Sunday, January 09, 2011

School books


Last week I started reading Paul Murray's amazing Skippy Dies, which I recommend to just about anybody who likes, well, just about anything. Putatively the story of an Irish boarding school and its extremely varied group of boys and faculty, Skippy starts off with a bang -- the boy in the title dying in a donut-eating contest with another student -- and then powers backward, upward, sideways and down through life at the school, including but not limited to bullying, Ritalin-snorting, 11th dimension astrophysics and true love. If I had to compare it to anything, I guess I'd pick David Foster Wallace's Infinite Jest, although Skippy is far more accessible, and definitely funnier.

This weekend, though, I gladly set it aside for a book that I've been waiting even longer for -- also set in a school.



Michael Northrop's new novel Trapped is his second book, after the amazing Gentlemen. Northrop is the real deal -- I can't tell what I like more, his stories, or the narrative voice he uses to tell them, a so-true-you-can-hear-it-whispering-from-the-back-of-the-classroom first-person tour guide to the darkest and sometimes funniest aspects of the American Teenage Nightmare.

In Trapped, Northrop takes us fast and deep into the lives of seven teenagers held captive in a New England high school besieged by a winter blizzard so powerful it sounds like something out of Revelations -- that's on page 2. I knew from the moment I opened the book that I was going to love it.
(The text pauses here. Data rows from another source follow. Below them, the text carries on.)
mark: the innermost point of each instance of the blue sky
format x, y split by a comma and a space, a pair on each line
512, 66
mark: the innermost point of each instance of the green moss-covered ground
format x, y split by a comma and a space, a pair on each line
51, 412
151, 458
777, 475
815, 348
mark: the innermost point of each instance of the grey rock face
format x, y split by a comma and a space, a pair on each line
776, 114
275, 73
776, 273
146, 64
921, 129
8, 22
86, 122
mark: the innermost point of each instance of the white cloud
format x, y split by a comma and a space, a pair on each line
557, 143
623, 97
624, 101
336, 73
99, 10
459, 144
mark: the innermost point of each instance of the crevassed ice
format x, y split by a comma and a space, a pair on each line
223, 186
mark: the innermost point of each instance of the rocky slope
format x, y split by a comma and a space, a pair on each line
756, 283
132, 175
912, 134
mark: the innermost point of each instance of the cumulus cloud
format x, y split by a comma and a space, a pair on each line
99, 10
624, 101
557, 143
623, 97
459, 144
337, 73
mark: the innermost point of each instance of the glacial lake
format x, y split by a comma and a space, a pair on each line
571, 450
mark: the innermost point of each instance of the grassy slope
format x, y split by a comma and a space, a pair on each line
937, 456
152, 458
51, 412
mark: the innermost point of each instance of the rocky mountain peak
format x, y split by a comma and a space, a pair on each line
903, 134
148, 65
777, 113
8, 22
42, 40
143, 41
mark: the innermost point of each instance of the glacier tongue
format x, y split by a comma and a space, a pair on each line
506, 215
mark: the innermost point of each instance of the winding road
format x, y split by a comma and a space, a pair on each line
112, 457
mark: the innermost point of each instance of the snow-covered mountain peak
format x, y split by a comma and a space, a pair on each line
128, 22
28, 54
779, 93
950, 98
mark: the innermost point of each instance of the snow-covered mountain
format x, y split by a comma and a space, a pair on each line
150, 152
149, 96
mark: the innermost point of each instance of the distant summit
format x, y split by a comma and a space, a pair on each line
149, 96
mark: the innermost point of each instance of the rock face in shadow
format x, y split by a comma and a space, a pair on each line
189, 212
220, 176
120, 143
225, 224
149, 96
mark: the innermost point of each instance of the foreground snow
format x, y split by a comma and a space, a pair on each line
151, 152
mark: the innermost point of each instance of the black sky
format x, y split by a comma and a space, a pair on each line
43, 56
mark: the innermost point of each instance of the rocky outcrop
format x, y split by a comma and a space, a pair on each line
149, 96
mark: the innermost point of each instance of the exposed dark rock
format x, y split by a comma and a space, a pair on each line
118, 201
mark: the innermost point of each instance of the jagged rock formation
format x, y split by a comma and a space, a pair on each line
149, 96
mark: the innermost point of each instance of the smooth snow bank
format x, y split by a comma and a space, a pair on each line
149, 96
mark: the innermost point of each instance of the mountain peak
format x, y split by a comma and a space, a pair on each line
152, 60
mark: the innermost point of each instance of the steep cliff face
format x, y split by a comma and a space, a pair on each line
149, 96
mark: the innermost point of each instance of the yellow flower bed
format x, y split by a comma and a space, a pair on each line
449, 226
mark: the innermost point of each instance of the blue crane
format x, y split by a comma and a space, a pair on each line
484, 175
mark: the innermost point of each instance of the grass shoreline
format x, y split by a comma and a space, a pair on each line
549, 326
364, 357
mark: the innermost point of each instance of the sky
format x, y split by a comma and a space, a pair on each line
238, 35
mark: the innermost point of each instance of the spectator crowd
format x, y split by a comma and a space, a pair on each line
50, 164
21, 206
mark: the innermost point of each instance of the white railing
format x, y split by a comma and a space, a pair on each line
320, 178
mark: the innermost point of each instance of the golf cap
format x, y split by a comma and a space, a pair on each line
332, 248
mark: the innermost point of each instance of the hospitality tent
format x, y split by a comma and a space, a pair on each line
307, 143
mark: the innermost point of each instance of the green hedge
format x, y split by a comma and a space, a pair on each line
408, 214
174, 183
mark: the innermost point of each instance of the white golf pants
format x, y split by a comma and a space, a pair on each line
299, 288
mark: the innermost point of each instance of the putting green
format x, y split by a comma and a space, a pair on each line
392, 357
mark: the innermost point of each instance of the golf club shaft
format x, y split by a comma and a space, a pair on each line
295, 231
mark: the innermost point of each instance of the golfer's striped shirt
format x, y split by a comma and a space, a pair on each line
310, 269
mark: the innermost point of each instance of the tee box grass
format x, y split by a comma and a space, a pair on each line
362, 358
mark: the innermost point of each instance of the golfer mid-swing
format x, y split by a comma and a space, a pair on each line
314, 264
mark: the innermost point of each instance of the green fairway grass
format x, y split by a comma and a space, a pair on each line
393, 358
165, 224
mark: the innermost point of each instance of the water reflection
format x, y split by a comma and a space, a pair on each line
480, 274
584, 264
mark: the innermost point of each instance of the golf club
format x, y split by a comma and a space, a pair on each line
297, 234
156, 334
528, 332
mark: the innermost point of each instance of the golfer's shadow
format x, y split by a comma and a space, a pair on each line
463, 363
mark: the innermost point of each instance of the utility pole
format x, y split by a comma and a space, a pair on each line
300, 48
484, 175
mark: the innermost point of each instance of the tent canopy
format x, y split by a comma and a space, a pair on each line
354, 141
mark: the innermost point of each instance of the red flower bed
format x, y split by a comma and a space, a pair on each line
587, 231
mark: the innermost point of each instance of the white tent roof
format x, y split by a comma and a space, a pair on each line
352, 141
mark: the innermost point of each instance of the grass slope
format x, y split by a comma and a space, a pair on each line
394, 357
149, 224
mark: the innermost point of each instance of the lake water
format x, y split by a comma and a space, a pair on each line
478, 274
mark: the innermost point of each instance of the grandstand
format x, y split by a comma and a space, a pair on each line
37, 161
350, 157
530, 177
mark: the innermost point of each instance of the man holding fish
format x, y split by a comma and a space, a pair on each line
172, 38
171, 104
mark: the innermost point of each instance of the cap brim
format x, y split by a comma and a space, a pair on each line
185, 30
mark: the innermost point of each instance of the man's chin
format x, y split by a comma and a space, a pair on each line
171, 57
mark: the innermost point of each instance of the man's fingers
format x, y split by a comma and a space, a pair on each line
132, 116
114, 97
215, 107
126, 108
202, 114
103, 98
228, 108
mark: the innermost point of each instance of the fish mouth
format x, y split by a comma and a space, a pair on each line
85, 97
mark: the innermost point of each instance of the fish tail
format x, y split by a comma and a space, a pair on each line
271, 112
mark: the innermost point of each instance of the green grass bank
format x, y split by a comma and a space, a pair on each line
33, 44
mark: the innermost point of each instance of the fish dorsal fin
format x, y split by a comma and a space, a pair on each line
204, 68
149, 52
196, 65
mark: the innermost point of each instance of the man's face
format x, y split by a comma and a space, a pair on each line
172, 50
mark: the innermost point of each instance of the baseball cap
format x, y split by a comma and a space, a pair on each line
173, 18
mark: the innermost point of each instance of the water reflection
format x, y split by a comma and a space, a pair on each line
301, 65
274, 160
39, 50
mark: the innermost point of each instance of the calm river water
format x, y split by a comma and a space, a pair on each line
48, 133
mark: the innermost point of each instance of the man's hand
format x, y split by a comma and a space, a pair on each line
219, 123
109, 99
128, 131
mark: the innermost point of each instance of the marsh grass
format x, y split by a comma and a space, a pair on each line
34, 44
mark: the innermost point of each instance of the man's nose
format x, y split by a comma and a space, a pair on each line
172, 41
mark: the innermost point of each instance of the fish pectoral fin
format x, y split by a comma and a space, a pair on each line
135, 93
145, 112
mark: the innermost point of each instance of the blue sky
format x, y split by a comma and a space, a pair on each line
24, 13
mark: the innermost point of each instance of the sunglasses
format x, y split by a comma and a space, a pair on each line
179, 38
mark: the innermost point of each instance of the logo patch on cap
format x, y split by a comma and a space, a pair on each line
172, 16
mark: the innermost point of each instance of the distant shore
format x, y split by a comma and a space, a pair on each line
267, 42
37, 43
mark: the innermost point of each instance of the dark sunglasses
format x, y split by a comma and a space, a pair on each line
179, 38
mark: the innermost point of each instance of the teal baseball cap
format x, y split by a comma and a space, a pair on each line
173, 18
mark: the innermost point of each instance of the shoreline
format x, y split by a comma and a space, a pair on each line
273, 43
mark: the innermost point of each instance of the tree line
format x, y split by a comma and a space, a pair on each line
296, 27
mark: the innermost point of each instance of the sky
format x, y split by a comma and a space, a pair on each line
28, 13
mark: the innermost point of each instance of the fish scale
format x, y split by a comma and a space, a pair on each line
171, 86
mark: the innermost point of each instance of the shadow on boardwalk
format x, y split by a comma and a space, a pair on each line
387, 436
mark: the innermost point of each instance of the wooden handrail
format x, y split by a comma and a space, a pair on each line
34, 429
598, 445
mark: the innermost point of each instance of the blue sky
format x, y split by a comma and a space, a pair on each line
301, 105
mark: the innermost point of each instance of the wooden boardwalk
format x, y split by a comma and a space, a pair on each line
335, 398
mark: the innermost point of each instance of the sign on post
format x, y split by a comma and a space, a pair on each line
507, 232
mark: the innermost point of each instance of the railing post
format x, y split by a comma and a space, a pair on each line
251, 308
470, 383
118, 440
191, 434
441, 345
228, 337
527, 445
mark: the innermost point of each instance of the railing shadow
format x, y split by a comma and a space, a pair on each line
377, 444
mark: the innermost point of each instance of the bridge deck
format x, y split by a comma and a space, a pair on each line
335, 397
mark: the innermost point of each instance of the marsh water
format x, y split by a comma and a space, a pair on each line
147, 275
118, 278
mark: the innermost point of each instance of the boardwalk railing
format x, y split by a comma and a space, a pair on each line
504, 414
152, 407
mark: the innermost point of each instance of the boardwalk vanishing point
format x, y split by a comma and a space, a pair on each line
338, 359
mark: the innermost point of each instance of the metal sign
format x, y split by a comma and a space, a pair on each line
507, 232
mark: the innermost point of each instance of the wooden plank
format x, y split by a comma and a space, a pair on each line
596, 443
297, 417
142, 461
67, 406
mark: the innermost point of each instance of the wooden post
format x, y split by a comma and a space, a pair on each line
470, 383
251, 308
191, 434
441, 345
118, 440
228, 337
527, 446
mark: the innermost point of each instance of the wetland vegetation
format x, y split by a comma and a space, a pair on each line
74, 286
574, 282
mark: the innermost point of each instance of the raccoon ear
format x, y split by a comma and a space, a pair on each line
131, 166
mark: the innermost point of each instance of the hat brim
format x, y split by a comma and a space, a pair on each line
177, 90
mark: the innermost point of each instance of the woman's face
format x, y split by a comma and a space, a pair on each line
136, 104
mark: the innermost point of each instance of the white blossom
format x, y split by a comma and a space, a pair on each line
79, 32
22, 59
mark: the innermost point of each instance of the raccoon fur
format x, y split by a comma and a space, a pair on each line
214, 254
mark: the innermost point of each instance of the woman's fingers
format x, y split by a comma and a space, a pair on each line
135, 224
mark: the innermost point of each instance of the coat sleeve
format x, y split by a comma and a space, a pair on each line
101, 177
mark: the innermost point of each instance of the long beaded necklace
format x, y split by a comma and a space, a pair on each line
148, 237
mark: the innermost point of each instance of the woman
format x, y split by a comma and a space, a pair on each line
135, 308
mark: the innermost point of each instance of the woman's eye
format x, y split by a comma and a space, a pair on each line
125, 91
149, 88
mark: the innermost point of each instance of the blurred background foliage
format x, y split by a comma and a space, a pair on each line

Here's Northrop's narrator in the novel's second paragraph:

"It was the day the blizzard started, and it didn't stop for nearly a week. No one had seen anything like it....It wasn't a storm; it was whatever comes after that."

I love Northrop's books, not just because he's obviously gifted at telling compelling, mega-suspenseful stories with characters that I instantly care about, but because they remind me of how damn excited I was to read YA back when I was a young adult -- that slightly subversive feeling that I got when I realized that I was in the hands of a legitimate, no-brakes storyteller who wasn't going to let me go until he'd finished. Without even breaking a sweat, Trapped harkens back to the days when every good book genuinely seemed to leave me a changed person -- my skull buzzing with voices, stories, ideas and visuals that hadn't ever occupied real estate there before.

As a sidebar, I have to mention that in this day of e-books and Kindles and iPad's, Trapped is just a gorgeously designed book, and deserves to be picked up on that feature alone. Northrop talks here about designer Phil Falco's genius work (he also did the cover for Gentlemen) and the way it grabs you right off the shelf.

Do yourself a favor, remind yourself how it first felt to be gripped by a novel, and pick up a copy ASAP.

Thursday, January 06, 2011

Harvest time

First of all, I want to say thank you to everybody who ventured out and picked up Star Wars: Red Harvest this week. I just found out that it's #22 on the New York Times bestseller list -- so thank you to everybody who ventured out the week between Christmas and New Year's and checked it out. I really appreciate your support -- and I hope you dig the book.

I am going to be doing a book signing this Saturday, for those of you in the central PA area. I'll be signing at Borders in Camp Hill, at 3515 Gettysburg Road, Camp Hill, PA, (717) 975-2132, at 2PM. It should be a lot of fun -- my pals from the 501st will be there dressed as stormtroopers, so bring your cameras and your kids.

In other news, I'm moving forward with 2011's projects, including Au Revoir, Crazy European Chick, which Houghton-Mifflin is bringing out in October. I've been looking at some early cover art and jacket copy, and it looks fantastic. I'm also putting the finishing touches on my screenplay adaptation of Ryan Brown's zombie football mashup Play Dead, and it's coming along great as well. I'll try to keep you informed as things move along.

Hope you had a great holiday and January is treating you well.